DU's Zero Cutoff For SC/ST Students Shows Exactly Why Reserv

When Delhi University’s Mathematics Department declared its cut-offs for PhD interviews recently, it created a furore on social media. While the minimum marks required from the qualifying examination was 94 for candidates applying under the unreserved category and 84 for Other Backward Class (OBC) applicants, there was no minimum prescribedfor Scheduled Castes (SCs) and Scheduled Tribes (STs) candidates.

As headlines announced that cut-offs had been reduced to zero for certain quotas, there was predictable outrage. The usual tropes about unmeritorious reserved category students were trotted out and angry tweets decried the injustice being meted out to the forward caste applicants.

The gap in cutoffs is representative of the gap in access to social, cultural and economic capital.

Unfortunately, nobody has bothered to ask why out of 223 applicants to the program, less than 15% were from the SC/ST category; effectively forcing the department to invite every SC/ST candidate who had taken the entrance exam to attend the interview.

Forward castes have always used the lower cut-offs for reserved seats vis-à-vis unreserved seats to argue that affirmative action is immensely unjust. But if one were to think logically, this gap in marks is exactly why we need reservations.

Many backward caste students are first generation learners from poor economic backgrounds, who can only afford sub-standard education at the school level. They lack the cultural and social capital and the command over the English language that forward caste students inherit from their parents. It is well-documented that in Indian academia, Dalit students are routinely discriminated against and Adivasi students feel marginalised due to their geographical isolation, distinctive culture, language and religion.

Pierre Bourdieu, described by the New York Times as France’s most influential intellectual, has done extensive research into the question of why upper class students tend to perform better than those from the working class. Although his work was focused on the French context, many of his conclusions make just as much sense in India. Bourdieu studied the exam that determines entrance into France’s elite “grandest ecoles” and “found that children of the upper classes were both more likely to take the exam in the first place and to use the kind of cultivated language and analytic reasoning apt to be judged favorably by examiners.”

Factors such as geographical location, fluency in the language in which textbooks are available, educational level of parents, economic and social class, the position of one’s caste group in the traditional hierarchy, and gender all play an important role in shaping a student’s academic performance and determining the opportunities available to them.

According to a report in The Hindu based on 2011 Census data, “The proportion of graduates among the Scheduled Castes and Scheduled Tribes is far lower than the national average; just over four per cent of the SCs are graduates or above, while for the STs, it is below three per cent, and lower still for women.”

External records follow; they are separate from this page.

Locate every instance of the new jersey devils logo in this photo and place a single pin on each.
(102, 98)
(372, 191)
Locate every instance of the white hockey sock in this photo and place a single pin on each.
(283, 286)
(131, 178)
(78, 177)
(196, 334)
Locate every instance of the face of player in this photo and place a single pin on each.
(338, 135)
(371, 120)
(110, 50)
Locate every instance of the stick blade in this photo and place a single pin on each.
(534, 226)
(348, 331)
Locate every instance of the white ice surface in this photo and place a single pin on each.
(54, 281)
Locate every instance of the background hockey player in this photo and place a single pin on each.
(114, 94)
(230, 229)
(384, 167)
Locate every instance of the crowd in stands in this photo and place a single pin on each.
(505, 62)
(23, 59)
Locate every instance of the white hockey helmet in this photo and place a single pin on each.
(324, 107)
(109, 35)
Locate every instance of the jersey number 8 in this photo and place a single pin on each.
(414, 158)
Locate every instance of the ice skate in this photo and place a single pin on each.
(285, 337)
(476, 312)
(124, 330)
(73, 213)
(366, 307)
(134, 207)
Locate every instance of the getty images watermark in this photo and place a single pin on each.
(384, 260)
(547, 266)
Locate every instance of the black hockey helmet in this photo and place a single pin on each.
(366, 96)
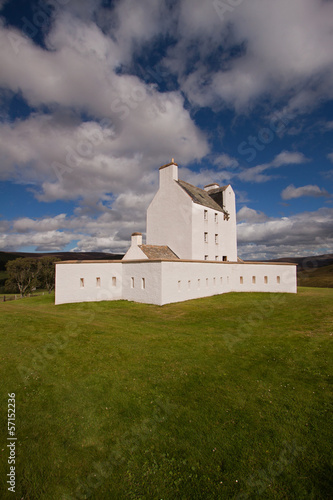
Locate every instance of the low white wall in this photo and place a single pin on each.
(156, 282)
(190, 280)
(70, 288)
(137, 290)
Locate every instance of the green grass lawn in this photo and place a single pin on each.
(217, 398)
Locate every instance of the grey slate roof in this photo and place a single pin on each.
(201, 197)
(158, 252)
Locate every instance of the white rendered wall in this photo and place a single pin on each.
(169, 216)
(190, 280)
(156, 282)
(229, 230)
(134, 253)
(134, 289)
(226, 235)
(68, 285)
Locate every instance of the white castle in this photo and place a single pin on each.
(190, 252)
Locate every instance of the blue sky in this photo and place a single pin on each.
(96, 95)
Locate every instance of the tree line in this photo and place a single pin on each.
(25, 274)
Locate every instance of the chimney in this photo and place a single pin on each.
(136, 239)
(210, 187)
(168, 173)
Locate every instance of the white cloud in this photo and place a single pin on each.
(259, 236)
(284, 45)
(225, 161)
(290, 192)
(302, 234)
(246, 214)
(255, 174)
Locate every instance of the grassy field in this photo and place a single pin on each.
(217, 398)
(318, 277)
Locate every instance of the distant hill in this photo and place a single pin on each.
(314, 270)
(6, 256)
(308, 263)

We need to question the educational system which creates a hierarchy of premier and non-premier institutions.

In premier institutions of learning, the number of applicants for unreserved seats is fargreater than the seats available, and this competition pushes the cut-offs higher. The pool of applicants for reserved seats remains small and hence the cut-offs low. If inequality at lower levels of education suddenly disappears, the pool for reserved seats will naturally increase and so will the cut-offs. Simply put, the gap in cutoffs is representative of the gap in access to social, cultural and economic capital.

If there was no affirmative action policy, the composition of our educational institutions would have looked homogeneous, with only forward caste students populating the campuses. It is a lie that marginalised students eat up seats of the so called “meritorious” students. According to the 2011 Census, SCs and the STs comprise about 16.6% and 8.6%, respectively, of India’s population. In central-government funded higher educational institutions, SCs and STs have 15% and 7.5% reserved quotas, respectively, which is more or less proportional to their population.

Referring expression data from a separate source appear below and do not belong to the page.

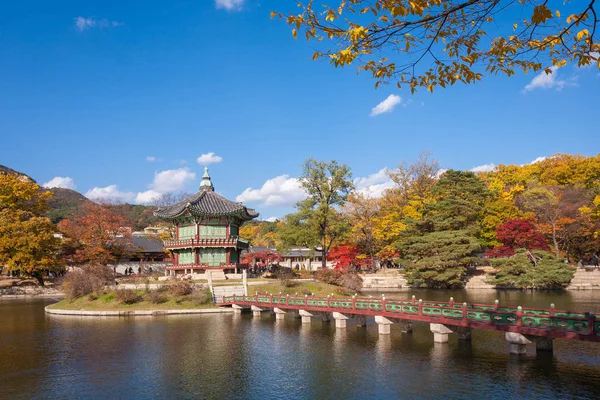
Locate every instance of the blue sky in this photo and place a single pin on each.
(119, 99)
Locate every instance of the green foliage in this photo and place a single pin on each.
(128, 296)
(438, 259)
(437, 250)
(532, 270)
(461, 197)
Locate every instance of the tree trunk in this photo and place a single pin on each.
(554, 239)
(324, 257)
(39, 277)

While there is an annual hue and cry over how these reserved seats get filled in premier institutions like DU, JNU and the IITs and IIMs, nobody talks about the thousands of seats that go vacant every year in smaller, lesser known colleges and universities. We need to question the educational system which creates this hierarchy of premier and non-premier educational institutions — where the quality of education and the resources available differ by so much. Our goal should be to strive for an egalitarian educational system where anyone who knocks on the doors of the universities is given entry and is imparted quality education.